The Queen of Spades

Pyotr Ilyich Tchaikovsky
Welsh National Opera
Wales Millennium Centre, Cardiff
(2009)

Production photo

This production was afforded a right royal welcome when it premiered at the New Theatre, Cardiff, back in 2000. And, despite its running time of three and three quarter hours, half an hour longer than advertised, it is indeed a cracker.

Written late in his career when Tchaikovsky was at the peak of his creativity, the opera, based on a novel by Pushkin, was an intensely personal project for the composer who was experiencing considerable distress in his personal life.

The tone of the opera is dark, far more so than Eugene Onegin, even though it initially also centres on someone falling in love. What The Queen of Spades is really about is obsession and fate, both very much on Tchaikovsky's mind.

Herman, the chief protagonist, has fallen in love with Lisa, the ward of the Countess. His ardour wins her over, despite her betrothal to another, and she commits herself to him. But Herman's obsessive nature now fixates on his lack of money and he decides to force the Countess to tell him the secret of her former success at gambling and to use that knowledge to win a fortune.

The original director, Richard Jones, has won many accolades for his work and the production bears the stamp of his striking visual flair and sense of design. With designer John Macfarlane, Jones accentuates the sense of deprivation and drabness of the country which is here updated to the 1900s.

Dark colours predominate. The second set features a distressed interior à la Katie Mitchell, and the sense is of better times having passed, a theme echoed in a number of the arias as when Polina's sings, 'in Arcadia'. "In the morning of my life what was to be my future was the grave", a lament later picked up by Lisa herself. Even the crowd, in the first scene, who bustle about enjoying the spring weather, chorus, "Have fun my dears, the sun does not shine often".

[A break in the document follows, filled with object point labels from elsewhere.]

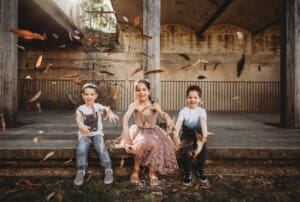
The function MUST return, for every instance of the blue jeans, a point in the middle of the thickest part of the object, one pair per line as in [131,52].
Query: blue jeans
[82,151]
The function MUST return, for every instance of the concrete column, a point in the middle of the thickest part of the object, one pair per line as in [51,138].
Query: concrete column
[151,27]
[290,64]
[8,61]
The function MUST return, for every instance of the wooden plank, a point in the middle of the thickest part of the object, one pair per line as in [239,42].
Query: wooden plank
[218,12]
[151,27]
[8,62]
[290,65]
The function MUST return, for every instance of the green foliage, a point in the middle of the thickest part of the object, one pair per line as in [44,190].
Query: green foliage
[93,16]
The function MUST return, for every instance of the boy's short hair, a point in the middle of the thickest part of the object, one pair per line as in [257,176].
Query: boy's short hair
[89,85]
[194,88]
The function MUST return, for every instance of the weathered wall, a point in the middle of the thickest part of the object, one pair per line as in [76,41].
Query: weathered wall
[220,46]
[8,61]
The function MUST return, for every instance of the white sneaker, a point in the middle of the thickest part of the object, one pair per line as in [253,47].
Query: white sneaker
[108,176]
[79,179]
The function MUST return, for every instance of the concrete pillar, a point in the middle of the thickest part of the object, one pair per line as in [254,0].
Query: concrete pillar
[8,61]
[151,27]
[290,64]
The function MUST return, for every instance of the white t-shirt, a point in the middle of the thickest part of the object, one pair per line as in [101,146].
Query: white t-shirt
[88,111]
[191,117]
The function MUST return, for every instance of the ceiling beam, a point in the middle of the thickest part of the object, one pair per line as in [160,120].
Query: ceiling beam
[266,26]
[218,12]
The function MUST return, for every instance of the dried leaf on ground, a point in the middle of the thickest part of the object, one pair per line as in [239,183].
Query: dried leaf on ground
[21,47]
[47,68]
[185,56]
[26,34]
[201,77]
[125,18]
[154,71]
[107,72]
[37,139]
[36,96]
[50,196]
[68,161]
[39,61]
[48,155]
[55,35]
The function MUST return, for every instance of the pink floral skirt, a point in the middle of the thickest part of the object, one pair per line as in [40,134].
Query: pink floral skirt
[151,146]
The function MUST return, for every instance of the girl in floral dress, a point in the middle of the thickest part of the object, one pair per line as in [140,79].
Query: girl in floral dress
[149,144]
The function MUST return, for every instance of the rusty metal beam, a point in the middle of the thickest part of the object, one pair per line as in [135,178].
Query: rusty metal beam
[57,14]
[218,12]
[266,26]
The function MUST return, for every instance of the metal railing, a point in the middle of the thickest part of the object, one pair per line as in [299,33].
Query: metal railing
[221,96]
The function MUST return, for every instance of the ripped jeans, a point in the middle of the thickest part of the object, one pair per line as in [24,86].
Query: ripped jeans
[82,150]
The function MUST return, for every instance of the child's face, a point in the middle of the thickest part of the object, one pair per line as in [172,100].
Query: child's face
[89,96]
[193,99]
[142,92]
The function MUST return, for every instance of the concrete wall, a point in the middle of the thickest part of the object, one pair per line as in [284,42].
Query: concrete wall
[220,46]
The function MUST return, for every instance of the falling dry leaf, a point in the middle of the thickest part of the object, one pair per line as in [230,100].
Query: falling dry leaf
[71,99]
[136,70]
[146,54]
[59,196]
[125,18]
[39,61]
[68,161]
[107,72]
[37,139]
[236,97]
[3,123]
[55,35]
[186,66]
[21,47]
[50,196]
[154,71]
[137,20]
[79,80]
[36,96]
[26,34]
[184,56]
[38,106]
[144,37]
[201,77]
[48,155]
[47,68]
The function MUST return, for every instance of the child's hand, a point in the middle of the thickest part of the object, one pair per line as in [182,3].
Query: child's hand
[177,142]
[85,130]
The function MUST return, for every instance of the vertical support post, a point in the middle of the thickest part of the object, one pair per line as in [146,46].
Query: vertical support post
[8,61]
[151,27]
[290,65]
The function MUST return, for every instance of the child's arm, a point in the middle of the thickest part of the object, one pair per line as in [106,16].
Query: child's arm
[83,128]
[109,114]
[126,117]
[176,134]
[203,123]
[164,116]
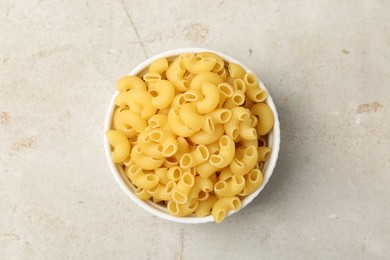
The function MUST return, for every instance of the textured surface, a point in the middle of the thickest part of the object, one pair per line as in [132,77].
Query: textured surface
[326,63]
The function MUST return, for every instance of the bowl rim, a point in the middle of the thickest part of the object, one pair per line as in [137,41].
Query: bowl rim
[269,167]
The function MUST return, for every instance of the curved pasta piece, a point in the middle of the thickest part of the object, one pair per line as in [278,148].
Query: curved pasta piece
[130,120]
[124,128]
[221,115]
[181,210]
[130,82]
[205,207]
[247,132]
[198,81]
[162,192]
[143,194]
[222,206]
[210,100]
[191,117]
[237,99]
[175,74]
[159,121]
[208,125]
[225,174]
[176,124]
[162,175]
[241,166]
[120,145]
[162,93]
[225,154]
[182,147]
[201,186]
[182,188]
[219,64]
[202,137]
[265,116]
[196,64]
[149,147]
[139,98]
[205,169]
[235,70]
[232,128]
[140,179]
[239,84]
[194,158]
[253,181]
[229,187]
[144,161]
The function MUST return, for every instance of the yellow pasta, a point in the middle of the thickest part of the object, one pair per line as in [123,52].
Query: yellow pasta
[140,179]
[264,153]
[235,70]
[210,100]
[194,158]
[265,116]
[241,165]
[225,154]
[222,207]
[202,137]
[253,181]
[176,124]
[120,145]
[144,161]
[190,116]
[161,173]
[229,187]
[205,207]
[182,188]
[190,133]
[162,94]
[181,210]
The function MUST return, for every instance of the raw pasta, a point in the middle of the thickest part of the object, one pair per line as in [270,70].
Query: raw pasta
[191,133]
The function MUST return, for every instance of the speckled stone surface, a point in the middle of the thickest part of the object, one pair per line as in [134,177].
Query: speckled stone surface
[326,64]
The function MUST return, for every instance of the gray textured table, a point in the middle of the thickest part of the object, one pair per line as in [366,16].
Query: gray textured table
[326,64]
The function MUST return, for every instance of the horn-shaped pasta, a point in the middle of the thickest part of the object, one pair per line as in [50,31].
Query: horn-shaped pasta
[144,161]
[253,181]
[140,179]
[211,98]
[177,125]
[229,187]
[202,137]
[162,94]
[241,166]
[235,70]
[265,116]
[226,153]
[205,207]
[194,158]
[120,144]
[182,188]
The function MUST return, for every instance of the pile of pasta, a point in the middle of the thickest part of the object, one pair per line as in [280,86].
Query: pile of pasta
[191,134]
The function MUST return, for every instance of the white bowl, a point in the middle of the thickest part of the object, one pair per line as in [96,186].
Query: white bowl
[157,210]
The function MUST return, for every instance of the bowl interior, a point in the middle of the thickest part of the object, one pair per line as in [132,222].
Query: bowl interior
[159,210]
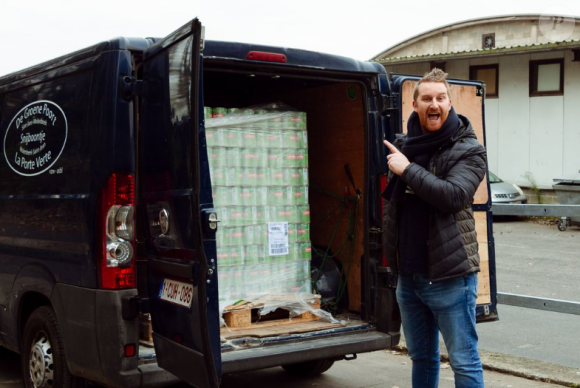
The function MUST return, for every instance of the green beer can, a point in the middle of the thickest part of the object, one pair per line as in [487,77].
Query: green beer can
[233,156]
[302,232]
[219,112]
[232,137]
[207,112]
[303,214]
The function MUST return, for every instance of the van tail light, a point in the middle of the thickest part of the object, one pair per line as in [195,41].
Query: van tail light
[117,233]
[384,181]
[267,57]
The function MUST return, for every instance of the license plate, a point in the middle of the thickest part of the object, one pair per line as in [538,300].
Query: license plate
[175,292]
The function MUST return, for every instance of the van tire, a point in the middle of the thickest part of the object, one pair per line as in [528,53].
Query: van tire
[42,357]
[309,368]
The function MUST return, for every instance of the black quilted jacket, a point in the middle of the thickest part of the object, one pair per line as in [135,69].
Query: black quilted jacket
[455,172]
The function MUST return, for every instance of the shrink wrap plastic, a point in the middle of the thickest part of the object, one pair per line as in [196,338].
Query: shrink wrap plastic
[259,172]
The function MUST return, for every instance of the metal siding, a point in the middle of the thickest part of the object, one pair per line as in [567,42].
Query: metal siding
[492,133]
[514,119]
[546,137]
[571,138]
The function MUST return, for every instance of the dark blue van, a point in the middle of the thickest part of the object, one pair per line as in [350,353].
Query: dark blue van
[105,193]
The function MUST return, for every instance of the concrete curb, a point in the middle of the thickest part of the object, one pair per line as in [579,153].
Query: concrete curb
[521,367]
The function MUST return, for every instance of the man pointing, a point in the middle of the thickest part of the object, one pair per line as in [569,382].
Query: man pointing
[429,233]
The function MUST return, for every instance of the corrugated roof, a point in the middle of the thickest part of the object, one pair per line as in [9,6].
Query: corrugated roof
[538,47]
[384,55]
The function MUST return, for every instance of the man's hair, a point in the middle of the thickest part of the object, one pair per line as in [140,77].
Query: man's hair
[435,75]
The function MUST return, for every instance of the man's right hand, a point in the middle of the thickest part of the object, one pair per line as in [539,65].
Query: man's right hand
[396,160]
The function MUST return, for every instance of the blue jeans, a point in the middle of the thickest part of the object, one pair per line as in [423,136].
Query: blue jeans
[449,307]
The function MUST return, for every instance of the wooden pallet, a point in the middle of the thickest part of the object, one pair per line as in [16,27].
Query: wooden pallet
[246,314]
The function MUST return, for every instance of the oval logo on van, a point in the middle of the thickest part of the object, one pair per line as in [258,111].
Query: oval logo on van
[35,138]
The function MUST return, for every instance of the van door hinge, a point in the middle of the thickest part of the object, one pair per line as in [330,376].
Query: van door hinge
[130,87]
[375,239]
[131,307]
[390,104]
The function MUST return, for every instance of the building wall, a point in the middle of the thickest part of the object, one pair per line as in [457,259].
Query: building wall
[528,138]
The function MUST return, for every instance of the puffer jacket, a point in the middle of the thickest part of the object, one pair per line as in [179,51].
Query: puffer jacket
[455,172]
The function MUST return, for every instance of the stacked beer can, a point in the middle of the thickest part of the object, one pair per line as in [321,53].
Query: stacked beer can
[259,173]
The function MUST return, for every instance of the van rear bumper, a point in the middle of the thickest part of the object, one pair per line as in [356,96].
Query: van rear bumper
[331,347]
[95,335]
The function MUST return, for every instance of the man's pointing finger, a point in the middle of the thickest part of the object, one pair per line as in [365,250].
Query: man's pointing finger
[391,147]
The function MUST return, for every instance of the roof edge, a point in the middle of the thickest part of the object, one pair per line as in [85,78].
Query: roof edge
[460,24]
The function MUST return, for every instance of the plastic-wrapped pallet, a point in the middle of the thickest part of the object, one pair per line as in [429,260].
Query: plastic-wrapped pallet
[259,173]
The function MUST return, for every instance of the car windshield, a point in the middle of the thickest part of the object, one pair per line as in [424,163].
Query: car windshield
[493,178]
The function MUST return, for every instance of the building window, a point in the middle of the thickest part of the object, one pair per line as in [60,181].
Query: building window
[439,65]
[547,77]
[489,74]
[488,41]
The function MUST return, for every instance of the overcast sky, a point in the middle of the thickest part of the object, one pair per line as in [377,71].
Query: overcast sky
[32,31]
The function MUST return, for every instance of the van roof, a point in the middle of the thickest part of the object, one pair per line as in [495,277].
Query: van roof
[132,44]
[213,49]
[295,57]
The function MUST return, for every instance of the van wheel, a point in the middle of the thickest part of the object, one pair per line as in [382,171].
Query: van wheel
[43,360]
[308,368]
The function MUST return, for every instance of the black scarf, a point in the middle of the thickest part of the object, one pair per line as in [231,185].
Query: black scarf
[418,148]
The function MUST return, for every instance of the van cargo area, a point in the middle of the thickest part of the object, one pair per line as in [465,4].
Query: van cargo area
[336,190]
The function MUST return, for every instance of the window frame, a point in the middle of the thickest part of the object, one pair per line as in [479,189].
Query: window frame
[472,76]
[534,77]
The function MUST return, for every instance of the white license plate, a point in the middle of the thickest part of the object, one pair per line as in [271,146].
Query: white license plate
[175,292]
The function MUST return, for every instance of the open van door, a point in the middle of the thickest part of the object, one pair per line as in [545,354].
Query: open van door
[468,100]
[176,211]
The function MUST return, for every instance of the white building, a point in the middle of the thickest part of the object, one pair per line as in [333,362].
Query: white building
[531,67]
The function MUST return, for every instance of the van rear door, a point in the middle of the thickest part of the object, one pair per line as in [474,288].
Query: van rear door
[176,211]
[468,100]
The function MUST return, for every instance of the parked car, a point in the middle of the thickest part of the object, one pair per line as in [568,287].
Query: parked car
[505,192]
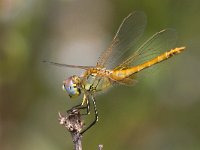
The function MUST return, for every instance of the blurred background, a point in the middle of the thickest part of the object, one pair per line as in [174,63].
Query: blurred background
[161,112]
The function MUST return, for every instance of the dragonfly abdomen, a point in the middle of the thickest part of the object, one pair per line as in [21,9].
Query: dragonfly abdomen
[122,74]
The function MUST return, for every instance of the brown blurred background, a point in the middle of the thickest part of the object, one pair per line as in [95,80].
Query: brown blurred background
[161,112]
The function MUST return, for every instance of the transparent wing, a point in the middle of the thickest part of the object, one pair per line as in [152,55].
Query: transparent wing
[69,66]
[155,45]
[130,30]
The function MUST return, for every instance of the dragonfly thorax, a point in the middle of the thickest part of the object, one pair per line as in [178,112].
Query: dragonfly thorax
[71,85]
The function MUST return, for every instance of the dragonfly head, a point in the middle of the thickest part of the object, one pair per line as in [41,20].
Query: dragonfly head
[71,85]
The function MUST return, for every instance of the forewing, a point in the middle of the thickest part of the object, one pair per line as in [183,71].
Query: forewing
[69,66]
[154,46]
[130,30]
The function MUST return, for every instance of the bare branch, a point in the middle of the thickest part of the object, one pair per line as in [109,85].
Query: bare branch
[74,124]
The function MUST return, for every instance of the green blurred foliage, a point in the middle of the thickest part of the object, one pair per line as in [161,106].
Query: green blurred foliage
[160,112]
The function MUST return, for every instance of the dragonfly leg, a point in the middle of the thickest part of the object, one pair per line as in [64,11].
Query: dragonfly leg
[96,115]
[80,106]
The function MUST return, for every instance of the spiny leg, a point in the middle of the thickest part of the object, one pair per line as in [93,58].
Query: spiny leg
[81,107]
[96,115]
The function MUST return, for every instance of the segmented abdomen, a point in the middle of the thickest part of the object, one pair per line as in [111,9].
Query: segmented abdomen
[122,74]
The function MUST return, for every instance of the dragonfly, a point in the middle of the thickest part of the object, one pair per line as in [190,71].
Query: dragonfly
[118,64]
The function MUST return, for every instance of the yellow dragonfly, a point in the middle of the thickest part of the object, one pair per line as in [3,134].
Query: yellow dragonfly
[117,65]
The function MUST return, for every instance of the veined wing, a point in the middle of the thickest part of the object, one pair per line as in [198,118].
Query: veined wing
[130,30]
[154,46]
[69,66]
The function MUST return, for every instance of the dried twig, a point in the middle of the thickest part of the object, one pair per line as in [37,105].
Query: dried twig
[72,121]
[74,124]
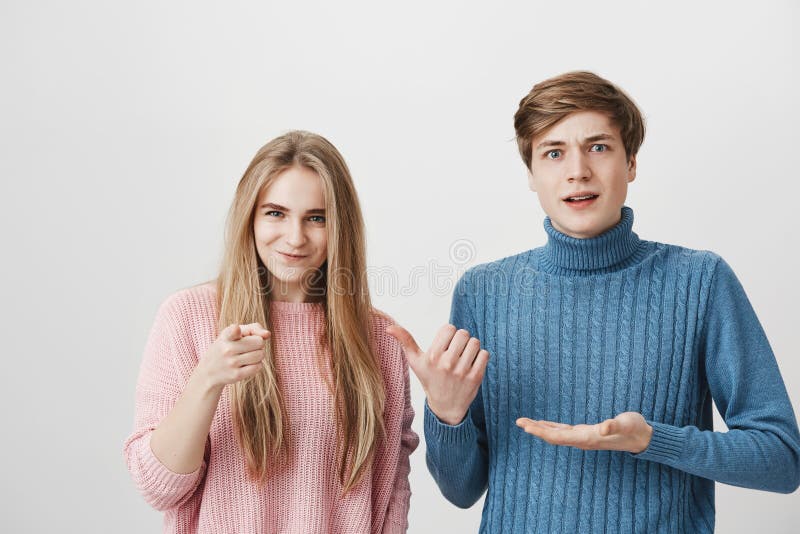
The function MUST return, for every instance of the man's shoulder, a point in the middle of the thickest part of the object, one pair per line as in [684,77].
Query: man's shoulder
[511,263]
[686,257]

There are a number of arresting visuals. At the beginning of the production, the curtain rises to reveal the image of an attractive young woman. Then another unfurls over it showing the same person, now old and desiccated - youth, beauty and hope all yield to time. We fleeth, as it were, as a shadow.

In another scene we look down, as it were, on the bed in Herman's bedroom which has been raised to the vertical. As we watch him toss and turn we see the sheets move and a skeletal figure emerge and take him in its embrace.

The work reveals the full brilliance of Tchaikovsky's compositional skills with the score ranging from elegant ballroom music; ersatz folk tunes; lyrical arias and music which for me recalled Janacek and the equally obsessional Jenufa.

The principals are excellent, as are the chorus, with special mention to Misha Didyk, as Herman; Tatia Monogarova as Lisa; Dario Solari as Prince Yeletsky and Ann Murray as the Countess. The conductor is Alexander Polianichko.